Per il Pd si tratta di un passaggio decisivo, è lo spartiacque tra il dire e il fare, l’essere forza alternativa di governo o il non-essere destinato a restare partito d’opposizione. Sul piano della politica europea, Meloni allarga lo spazio di manovra anche per la Germania e stoppa la fuga in avanti di Macron, campione mondiale di corse solitarie che finiscono contro un muro. Meloni ha ragionato tenendo insieme il quadro interno e quello esterno, Roma e Bruxelles, con lo sguardo rivolto agli Stati Uniti di Trump, il game changer, la forza che ha cambiato le regole del gioco e sullo Stato Palestinese va in tandem con Benjamin Netanyahu. C’è molto filo da tessere, ma la trama è ancora tutta da scoprire. L’intervento fluviale del Presidente americano all’Assemblea generale dell’Onu è stato un memento, un colpo di cannone in un dormitorio. Quando ha sepolto le politiche green dicendo che «il cambiamento climatico è la più grande truffa mai perpetrata al mondo»; quando ha avvisato i naviganti diretti verso gli scogli che «l’immigrazione e le loro idee energetiche suicide saranno la morte dell’Europa occidentale»; quando ha indicato il fallimento dell’Onu in tre parole, «è stata inefficace» e ha aggiunto che «non ha mai raggiunto il suo vero potenziale» aprendo alla necessità di una profonda riforma; quando ha ricordato agli alleati la realtà della guerra in Ucraina, «le nazioni della Nato dovrebbero abbattere gli aerei russi che violano lo spazio aereo»; quando ha incontrato Zelensky e lo ha definito «un uomo coraggioso che sta combattendo con tutte le sue forze».

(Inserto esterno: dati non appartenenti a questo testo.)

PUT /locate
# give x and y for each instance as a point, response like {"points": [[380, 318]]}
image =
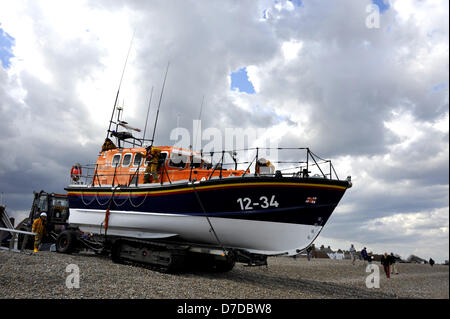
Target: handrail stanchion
{"points": [[256, 163]]}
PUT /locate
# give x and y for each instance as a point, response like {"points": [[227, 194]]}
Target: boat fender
{"points": [[75, 172], [106, 220]]}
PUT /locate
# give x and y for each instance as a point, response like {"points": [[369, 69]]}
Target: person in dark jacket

Trump va dritto al punto, scuote il Palazzo di Vetro, squaderna un altro racconto della contemporaneità. Mentre nel salotto progressista erano già in preda alle convulsioni, Meloni ha chiosato: «Condivido quello che dice Trump sulla migrazione, ho condiviso buona parte di quello che dice sul Green Deal e ho condiviso anche alcuni passaggi sul fatto che gli organismi multilaterali, per lavorare bene, devono recuperare e migliorare il loro ruolo in un contesto come quello nel quale ci troviamo». L’asse Stati Uniti-Italia è forte, ne avremo conferma nell’intervento di Meloni, che per Trump è un punto di riferimento, perché nella precarietà ormai cronica dei governi dell’Europa, tra le leadership traballanti, c’è la stabilità del governo di Roma. La foto della famiglia europea è un quadro in bianco e nero: Macron è un presidente in crisi nera, senza un governo credibile e con gli islamisti che bussano alla porta; Merz è un cancelliere nel limbo, prigioniero dei socialdemocratici in caduta libera; Sanchez è ingabbiato nella sua ideologia sinistra e guida uno Stato scheggiato dai secessionisti; Starmer ha i tribunali islamici in casa e gli inglesi che al pub non riconoscono il loro Paese. In mezzo, ci siamo noi, l’Italia, gli unici che con Giorgia Meloni hanno una prospettiva politica di lungo termine, una leader che può correre la maratona della longue durée, il tempo lungo della storia.